H Company has unveiled Holo2, a new family of large-scale Vision-Language Models (VLMs) engineered to power multi-domain GUI agents. These agents are designed to interpret, reason over, and act within real digital environments, including web, desktop, and mobile interfaces. Moving beyond static perception, Holo2 emphasizes navigation and multi-step task execution, building on the UI localization and screen understanding capabilities of its predecessor, Holo1.5. Significant advancements have been made in policy learning, action grounding, and cross-environment generalization.
Holo2 Models and Capabilities
The Holo2 series comprises four distinct model sizes: Holo2-4B and Holo2-8B are fully open-sourced under the Apache 2.0 license. Holo2-30B-A3B and Holo2-235B-A22B are available under a research-only license, with commercial licensing requiring direct contact with H Company. These models are positioned as reliable and efficient foundations for next-generation computer use agents, such as the Surfer-H agent. Developed by H Company, these vision language models are fine-tuned from Qwen/Qwen3-VL-235B-A22B-Thinking. The training strategy involves a multi-stage pipeline utilizing proprietary data for UI understanding and action prediction, combined with open-source datasets, synthetic data, and human annotations. This is followed by supervised fine-tuning and online reinforcement learning (GRPO) to achieve state-of-the-art performance.
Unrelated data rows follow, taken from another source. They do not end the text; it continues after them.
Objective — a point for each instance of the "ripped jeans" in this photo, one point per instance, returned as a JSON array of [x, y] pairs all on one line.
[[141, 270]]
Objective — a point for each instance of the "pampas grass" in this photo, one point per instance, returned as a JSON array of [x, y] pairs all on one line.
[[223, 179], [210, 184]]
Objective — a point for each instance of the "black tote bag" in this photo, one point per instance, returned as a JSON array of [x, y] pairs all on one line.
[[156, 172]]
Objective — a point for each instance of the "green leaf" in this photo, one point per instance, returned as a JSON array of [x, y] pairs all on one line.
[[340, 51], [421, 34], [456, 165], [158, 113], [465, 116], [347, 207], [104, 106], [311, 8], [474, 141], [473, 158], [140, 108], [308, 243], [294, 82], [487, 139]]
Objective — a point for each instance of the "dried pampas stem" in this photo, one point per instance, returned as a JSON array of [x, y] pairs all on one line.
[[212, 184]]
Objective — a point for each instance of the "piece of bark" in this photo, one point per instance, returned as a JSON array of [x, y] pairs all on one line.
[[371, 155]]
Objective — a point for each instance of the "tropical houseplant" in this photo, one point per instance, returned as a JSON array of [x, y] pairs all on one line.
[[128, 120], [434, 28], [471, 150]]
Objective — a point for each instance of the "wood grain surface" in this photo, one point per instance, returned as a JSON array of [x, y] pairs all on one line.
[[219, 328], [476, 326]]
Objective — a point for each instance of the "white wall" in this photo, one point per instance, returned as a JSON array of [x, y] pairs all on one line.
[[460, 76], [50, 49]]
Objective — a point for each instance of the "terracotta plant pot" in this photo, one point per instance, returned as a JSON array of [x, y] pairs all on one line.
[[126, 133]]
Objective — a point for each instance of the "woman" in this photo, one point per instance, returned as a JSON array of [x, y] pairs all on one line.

A key innovation in the Holo2 models is 'agentic localization,' which addresses the challenges of pinpointing small UI elements in high-resolution, 4K interfaces. This iterative refinement process boosts accuracy, yielding relative gains of 10-20% across all Holo2 sizes. Notably, the Holo2-235B-A22B model achieves 70.6% accuracy on the demanding ScreenSpot-Pro benchmark in a single step, and an impressive 78.5% within three steps, setting a new state-of-the-art for GUI grounding benchmarks. The Holo2 foundational models demonstrate superior performance across various UI localization benchmarks, outperforming previous models and establishing new industry standards.